The Good: Decent ingredients, Dental benefits
The Bad: Benny lost interest in them very fast, Environmental impact of the packaging.
The Basics: Benny's initial interest in the Zuke’s Clean Berry Crisp Z-Bones faded ridiculously quickly, making for a less-impressive treat than I initially thought.

When a new pet joins my family, my wife and I do everything we can to make that animal feel welcome and loved. One of the ways we do that is providing the new addition with treats and foods that meet their preferences. As a reviewer, I get psyched about the new treats and foods my animals get to try and with Benny, our new four year-old English Setter, I have been excited about seeing what he likes. The thing is, Benny has been a member of our family for less than a month now and my wife warned me almost immediately that I should let him get comfortable here before using him too much for reviews. This point was truly driven home to me with the Zuke's Clean Berry Crisp Z-Bones.

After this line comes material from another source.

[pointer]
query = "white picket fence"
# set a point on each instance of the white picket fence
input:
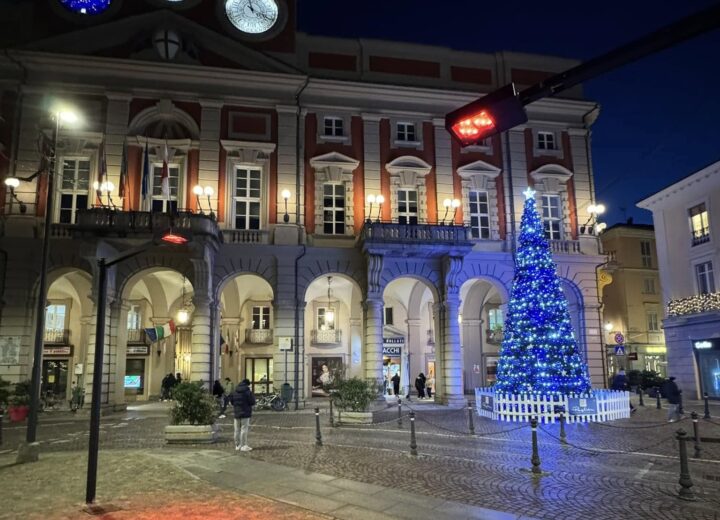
(597, 406)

Zuke's Clean Berry Crisp Z-Bones were one of the first treats Benny responded positively to in his first week with us. I picked up one of the Clean Berry Crisp Z-Bones on a lark at my local discount store and we gave Benny one when he came in from pooping early on. I figured it might be a good reinforcement tool for him and he devoured the first one with enthusiasm that he had not shown any other treat at the time. So, after I got back from my recent trip, I figured a good way to show Benny that I was still his new guy (and give him affection) was by stocking up on the one treat that I knew he liked and giving it to him as a positive reinforcement treat.

Sadly, Benny has been utterly indifferent to the Zuke's Clean Berry Crisp Z-Bones since that first one.

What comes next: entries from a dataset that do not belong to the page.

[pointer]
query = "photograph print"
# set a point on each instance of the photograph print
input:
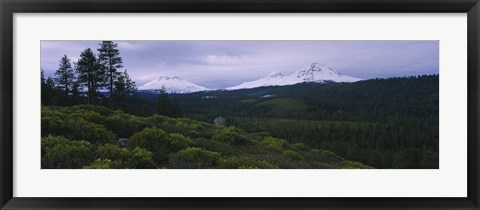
(259, 104)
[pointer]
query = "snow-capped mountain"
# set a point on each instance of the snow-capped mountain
(312, 73)
(172, 84)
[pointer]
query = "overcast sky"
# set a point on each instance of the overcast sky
(220, 64)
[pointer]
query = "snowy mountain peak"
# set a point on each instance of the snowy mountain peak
(311, 73)
(172, 84)
(275, 75)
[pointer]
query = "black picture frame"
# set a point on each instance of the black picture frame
(9, 7)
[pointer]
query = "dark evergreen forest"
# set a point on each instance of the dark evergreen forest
(93, 116)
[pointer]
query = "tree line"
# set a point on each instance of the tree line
(97, 79)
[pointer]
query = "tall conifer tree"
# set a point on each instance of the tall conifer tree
(90, 73)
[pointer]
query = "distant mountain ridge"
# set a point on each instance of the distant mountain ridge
(312, 73)
(172, 84)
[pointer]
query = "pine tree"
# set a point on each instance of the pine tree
(175, 110)
(109, 57)
(65, 76)
(91, 75)
(163, 104)
(130, 86)
(124, 90)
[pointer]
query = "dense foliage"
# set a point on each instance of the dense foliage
(96, 137)
(384, 123)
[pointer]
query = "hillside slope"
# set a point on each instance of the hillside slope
(95, 137)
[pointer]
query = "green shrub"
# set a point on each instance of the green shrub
(125, 125)
(301, 146)
(243, 162)
(100, 164)
(59, 152)
(160, 143)
(330, 155)
(75, 129)
(230, 136)
(355, 165)
(194, 157)
(124, 158)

The Zuke's Clean Berry Crisp Z-Bones are a treat that is in the same snack niche as Greenies. Made to look like a dark brown-red bone, much like Greenies - save that Greenies are green, the Zuke’s Large Clean Berry Crisp Z-Bones is supposed to be difficult for the dog to chew, which helps them scrape the plaque and tartar off their teeth. When Benny actually consumed the Clean Berry Crisp Z-Bones, they did actually clean his teeth like they were supposed to. But, just like the dental floss that remains unused in my medicine cabinet, the key to the effectiveness of this product is getting the consumer to actually use them . . . and Benny hasn't wanted any of the other Clean Berry Crisp Z-Bones I have opened up for him.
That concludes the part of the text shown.